A bunch of field-grade planners in Kabul the winter of 2009 cautioned about a rapid collapse as a possibility. This was always a known possibility. You were only shocked if you demanded that only people who agreed with you were allowed at the table, and certain things could not be briefed.
“Trump and Biden received the same assessment: the country could collapse in days or weeks with little notice,” said London, whose book The Recruiter: Spying and the Lost Art of American Intelligence is published next week.
“The Trump White House simply didn’t care. But the Biden White House did not accept the conditions on which that assessment was based as being credible, so dismissed that scenario as unrealistic.”
According to a report in the Wall Street Journal, Sullivan did voice anxiety and question the speed of the withdrawal, and particularly the abrupt abandonment in early July of Bagram airbase, the nerve centre of the US war in Afghanistan for two decades. But Biden ultimately approved the plan.
A White House official said there would be no comment on Sullivan’s advice to the president to “protect the integrity of the process”.
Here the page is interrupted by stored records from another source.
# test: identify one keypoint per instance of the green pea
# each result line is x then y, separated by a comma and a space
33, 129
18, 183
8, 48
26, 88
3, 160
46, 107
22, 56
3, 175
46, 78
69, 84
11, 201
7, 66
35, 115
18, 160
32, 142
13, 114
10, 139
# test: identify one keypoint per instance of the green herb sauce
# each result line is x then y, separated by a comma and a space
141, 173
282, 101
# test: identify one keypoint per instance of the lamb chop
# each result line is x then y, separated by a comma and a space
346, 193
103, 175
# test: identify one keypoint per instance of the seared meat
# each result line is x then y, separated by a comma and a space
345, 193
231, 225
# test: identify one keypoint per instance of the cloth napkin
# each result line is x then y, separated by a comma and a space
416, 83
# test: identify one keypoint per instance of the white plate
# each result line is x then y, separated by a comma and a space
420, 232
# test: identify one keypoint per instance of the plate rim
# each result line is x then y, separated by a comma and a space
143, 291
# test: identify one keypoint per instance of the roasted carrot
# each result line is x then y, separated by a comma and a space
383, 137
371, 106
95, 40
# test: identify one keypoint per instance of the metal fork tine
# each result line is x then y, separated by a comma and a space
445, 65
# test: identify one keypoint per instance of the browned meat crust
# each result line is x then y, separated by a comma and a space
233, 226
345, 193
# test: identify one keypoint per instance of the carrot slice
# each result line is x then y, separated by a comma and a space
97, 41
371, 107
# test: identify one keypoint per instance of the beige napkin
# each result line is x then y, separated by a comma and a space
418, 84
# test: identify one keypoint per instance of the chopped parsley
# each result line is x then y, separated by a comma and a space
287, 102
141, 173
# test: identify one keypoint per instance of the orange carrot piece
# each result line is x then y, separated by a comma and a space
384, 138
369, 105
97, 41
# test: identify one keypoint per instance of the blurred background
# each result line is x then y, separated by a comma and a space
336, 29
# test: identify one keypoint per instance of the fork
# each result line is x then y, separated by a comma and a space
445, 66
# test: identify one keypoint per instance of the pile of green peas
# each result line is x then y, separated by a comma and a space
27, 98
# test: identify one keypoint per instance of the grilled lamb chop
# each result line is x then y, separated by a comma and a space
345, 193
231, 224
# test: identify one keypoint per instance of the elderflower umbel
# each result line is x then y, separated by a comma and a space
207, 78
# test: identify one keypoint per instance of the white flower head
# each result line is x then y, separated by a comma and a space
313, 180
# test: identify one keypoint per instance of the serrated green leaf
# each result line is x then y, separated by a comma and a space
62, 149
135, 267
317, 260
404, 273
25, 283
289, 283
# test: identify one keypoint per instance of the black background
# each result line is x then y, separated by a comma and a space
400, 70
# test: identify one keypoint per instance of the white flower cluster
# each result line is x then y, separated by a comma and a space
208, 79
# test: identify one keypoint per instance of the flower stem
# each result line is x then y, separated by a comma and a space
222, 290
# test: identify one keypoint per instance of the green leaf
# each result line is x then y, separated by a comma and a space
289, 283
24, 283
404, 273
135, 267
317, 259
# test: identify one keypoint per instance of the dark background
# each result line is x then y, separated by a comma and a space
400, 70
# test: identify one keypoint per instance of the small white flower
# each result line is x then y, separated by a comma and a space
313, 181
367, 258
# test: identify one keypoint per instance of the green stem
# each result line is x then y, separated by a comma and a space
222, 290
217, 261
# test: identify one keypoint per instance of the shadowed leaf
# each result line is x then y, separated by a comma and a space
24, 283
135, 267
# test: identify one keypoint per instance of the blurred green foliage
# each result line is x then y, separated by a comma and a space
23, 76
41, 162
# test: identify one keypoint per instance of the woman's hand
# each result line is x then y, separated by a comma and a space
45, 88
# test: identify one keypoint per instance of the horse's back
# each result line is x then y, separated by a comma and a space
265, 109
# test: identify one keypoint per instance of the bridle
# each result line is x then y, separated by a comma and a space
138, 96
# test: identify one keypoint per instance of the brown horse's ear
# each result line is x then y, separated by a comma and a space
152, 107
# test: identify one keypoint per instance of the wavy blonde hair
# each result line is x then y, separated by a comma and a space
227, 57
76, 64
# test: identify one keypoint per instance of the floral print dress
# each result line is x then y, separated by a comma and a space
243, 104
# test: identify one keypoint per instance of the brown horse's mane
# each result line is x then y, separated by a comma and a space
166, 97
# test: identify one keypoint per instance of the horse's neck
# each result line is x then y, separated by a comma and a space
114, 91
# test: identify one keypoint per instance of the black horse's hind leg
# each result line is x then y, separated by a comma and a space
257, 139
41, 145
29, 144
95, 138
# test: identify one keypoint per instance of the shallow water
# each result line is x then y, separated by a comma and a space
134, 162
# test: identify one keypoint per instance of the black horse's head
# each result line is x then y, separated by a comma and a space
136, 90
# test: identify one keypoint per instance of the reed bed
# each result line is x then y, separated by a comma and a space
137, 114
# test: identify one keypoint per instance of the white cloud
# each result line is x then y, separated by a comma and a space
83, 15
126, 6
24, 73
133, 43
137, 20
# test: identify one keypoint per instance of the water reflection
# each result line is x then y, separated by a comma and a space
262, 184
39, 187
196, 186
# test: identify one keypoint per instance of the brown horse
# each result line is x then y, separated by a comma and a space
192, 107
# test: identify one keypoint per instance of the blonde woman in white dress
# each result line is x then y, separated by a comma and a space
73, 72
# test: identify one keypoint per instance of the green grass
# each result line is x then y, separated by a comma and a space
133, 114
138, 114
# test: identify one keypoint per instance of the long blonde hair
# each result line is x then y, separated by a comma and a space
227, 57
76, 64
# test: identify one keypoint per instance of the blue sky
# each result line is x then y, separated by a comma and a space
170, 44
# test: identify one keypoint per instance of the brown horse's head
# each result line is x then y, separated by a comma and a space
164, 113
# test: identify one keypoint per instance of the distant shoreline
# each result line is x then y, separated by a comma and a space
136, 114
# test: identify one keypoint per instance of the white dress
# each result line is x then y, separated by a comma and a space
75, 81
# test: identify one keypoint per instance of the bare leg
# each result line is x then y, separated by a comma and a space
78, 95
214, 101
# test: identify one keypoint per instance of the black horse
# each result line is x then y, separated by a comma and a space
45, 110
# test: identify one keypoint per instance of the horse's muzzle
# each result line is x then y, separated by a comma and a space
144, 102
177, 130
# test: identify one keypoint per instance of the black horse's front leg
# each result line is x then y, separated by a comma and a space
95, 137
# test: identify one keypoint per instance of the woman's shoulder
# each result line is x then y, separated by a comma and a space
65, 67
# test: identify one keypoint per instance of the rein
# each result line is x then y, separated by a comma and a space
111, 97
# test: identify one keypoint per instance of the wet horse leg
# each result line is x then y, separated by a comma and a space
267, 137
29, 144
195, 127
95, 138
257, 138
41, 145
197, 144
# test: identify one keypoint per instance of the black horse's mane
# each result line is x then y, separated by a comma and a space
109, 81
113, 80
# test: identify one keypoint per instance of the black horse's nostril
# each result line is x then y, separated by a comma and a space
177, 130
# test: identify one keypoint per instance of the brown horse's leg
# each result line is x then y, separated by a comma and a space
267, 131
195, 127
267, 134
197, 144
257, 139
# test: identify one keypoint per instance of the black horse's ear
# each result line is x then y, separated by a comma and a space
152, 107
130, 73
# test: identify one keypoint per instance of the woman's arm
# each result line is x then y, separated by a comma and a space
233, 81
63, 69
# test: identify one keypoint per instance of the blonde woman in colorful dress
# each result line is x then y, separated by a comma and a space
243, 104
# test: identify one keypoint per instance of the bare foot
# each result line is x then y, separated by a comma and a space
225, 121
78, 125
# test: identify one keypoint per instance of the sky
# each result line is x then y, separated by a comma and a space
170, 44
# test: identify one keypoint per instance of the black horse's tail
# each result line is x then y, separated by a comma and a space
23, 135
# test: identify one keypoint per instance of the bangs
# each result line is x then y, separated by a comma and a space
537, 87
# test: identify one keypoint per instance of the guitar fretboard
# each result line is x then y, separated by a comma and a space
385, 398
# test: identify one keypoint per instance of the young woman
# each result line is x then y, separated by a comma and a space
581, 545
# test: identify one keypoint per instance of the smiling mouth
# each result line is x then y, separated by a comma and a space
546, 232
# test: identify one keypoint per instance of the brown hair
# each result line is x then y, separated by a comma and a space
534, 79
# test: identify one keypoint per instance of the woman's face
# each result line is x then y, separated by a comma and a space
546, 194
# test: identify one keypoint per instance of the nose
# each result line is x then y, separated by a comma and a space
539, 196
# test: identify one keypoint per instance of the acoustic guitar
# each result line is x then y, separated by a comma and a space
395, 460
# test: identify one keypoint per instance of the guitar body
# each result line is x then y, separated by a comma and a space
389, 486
Bruen, who worked in the Obama White House at the same time as Sullivan, argued that the Bagram debate showed he had not shrugged off the instincts of a staffer.
“There is this tendency to be deferential, and that’s the staffer role,” Bruen said. “As a staffer, you are someone whose raison d’etre is to find justifications to support the principal’s position. Your role is very different as a national security adviser. You have to, many times, challenge the president’s views on an issue, help them to see there may be some assumptions they’re making that are wrong.”
However, when a president has made up his mind on a subject, one of Sullivan’s former colleagues said, no national security adviser could stand in the way of the elected commander-in-chief.
“I don’t have any doubt, based on my observations, that Jake Sullivan was clear on his advice,” one of Sullivan’s former White House colleagues said. “It’s very difficult for anybody to penetrate the conversations between the president and the national security adviser, but at the end of the day the president’s views prevail.”
…and “who” at the White House would that be? Jake Sullivan, that’s who.
So, let’s end this as we started. The end of the article is an attempt by one of his defenders to make excuses for Sullivan. Read this twice. In an objective reading this does not defend Sullivan at all – it actually makes the argument that he is unfit for the job.